See page 2028 for the editorial comment on this article (doi:10.1093/eurheartj/eht138)

Introduction

Exercise myocardial perfusion imaging (MPI) with single photon emission computed tomography (SPECT) is an excellent tool to stratify risk of future cardiovascular events.13 Patients with a normal exercise MPI have an excellent prognosis with <1% of the patients with a normal scan experiencing adverse cardiac events (cardiac death or myocardial infarction) each year. However, in most laboratories the majority of the patients (∼60–70%) have normal or low-risk scans or treadmill test results. Hence, when we count the absolute number of adverse cardiac events, more events are observed in the normal MPI compared with the abnormal MPI group.4,5 Indeed, among patients who suffered an adverse cardiovascular event, 50% of them had a low risk MPI (normal or mildly abnormal MPI) and about 85% of patients had a low or intermediate risk Duke Treadmill Score (DTS).4,5 These findings highlight the fact that conventional tests of ischaemia such as exercise treadmill testing and MPI may underestimate a significant proportion of future clinical events, likely from failure to detect non-obstructive coronary artery disease (CAD). Several reports have suggested incremental risk stratification with measures of atherosclerosis such as calcium score in patients with normal MPI.6,7 The current study attempts to improve the risk stratification of symptomatic patients without known CAD and with a normal exercise MPI, using exercise-induced changes in pulse pressure (PP) as a novel risk marker.

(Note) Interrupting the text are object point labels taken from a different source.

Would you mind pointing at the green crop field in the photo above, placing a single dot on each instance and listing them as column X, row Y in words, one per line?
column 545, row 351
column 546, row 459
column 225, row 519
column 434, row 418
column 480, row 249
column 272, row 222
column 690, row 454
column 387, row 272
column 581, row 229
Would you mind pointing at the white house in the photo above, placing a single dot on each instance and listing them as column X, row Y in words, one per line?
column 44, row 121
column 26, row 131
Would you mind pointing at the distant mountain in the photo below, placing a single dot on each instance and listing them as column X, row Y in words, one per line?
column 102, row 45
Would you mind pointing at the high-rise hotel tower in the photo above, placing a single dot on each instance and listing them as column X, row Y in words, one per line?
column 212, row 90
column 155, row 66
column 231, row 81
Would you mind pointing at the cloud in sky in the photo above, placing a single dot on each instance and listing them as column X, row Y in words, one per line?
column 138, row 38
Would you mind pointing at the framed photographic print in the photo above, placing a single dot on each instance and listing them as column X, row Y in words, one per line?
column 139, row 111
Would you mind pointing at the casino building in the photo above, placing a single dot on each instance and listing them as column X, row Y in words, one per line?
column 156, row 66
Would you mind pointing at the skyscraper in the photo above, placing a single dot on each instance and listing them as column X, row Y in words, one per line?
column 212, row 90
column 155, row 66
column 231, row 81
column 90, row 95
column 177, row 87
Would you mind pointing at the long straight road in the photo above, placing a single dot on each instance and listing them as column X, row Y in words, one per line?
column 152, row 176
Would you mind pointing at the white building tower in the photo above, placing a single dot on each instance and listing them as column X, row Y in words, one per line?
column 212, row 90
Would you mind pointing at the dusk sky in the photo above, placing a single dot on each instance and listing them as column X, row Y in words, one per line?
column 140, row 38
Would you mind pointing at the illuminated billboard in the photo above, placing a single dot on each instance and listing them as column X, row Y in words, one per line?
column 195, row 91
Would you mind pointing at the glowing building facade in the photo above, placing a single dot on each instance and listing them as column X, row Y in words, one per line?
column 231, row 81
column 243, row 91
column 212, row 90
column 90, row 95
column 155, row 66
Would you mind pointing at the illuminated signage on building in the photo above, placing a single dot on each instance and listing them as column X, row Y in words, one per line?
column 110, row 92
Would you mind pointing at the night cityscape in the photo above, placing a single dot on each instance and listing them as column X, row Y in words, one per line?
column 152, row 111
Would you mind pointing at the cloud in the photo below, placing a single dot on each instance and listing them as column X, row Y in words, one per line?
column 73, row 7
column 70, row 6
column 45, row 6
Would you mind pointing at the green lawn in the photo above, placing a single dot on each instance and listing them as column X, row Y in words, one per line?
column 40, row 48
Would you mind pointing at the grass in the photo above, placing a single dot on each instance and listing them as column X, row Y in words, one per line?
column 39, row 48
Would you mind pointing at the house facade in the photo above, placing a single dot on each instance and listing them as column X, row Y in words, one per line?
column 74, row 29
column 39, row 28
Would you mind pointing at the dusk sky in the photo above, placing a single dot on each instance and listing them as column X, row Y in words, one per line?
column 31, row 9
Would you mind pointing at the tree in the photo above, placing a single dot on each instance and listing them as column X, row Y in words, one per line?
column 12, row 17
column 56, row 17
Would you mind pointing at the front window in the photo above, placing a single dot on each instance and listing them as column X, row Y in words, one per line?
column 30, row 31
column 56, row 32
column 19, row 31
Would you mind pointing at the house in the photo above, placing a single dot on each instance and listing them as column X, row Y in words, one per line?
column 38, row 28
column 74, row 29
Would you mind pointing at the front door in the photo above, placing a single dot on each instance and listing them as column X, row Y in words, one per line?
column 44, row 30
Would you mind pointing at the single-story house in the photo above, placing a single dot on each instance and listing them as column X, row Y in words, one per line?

Increased rest-PP is a marker of arterial stiffness, signifies underlying vascular disease, and predicts subsequent cardiovascular events.8 Under physiological conditions, there is a several fold increase in PP from rest to peak exercise (reserve-PP). This is likely mediated by the exercise-induced increase in stroke volume and decrease in peripheral vascular resistance that leads to an increase in arterial flow and increased shear stress on the endothelium with release of nitric oxide and vasodilation.9 Indeed, a suboptimal increase in PP with exercise has been described in older individuals, individuals with dyslipidaemia,10 and those with endothelial dysfunction (impaired brachial artery flow mediated dilation).11 These findings suggest that with dynamic exercise, suboptimal increase in PP may relate to vascular dysfunction from atherosclerosis.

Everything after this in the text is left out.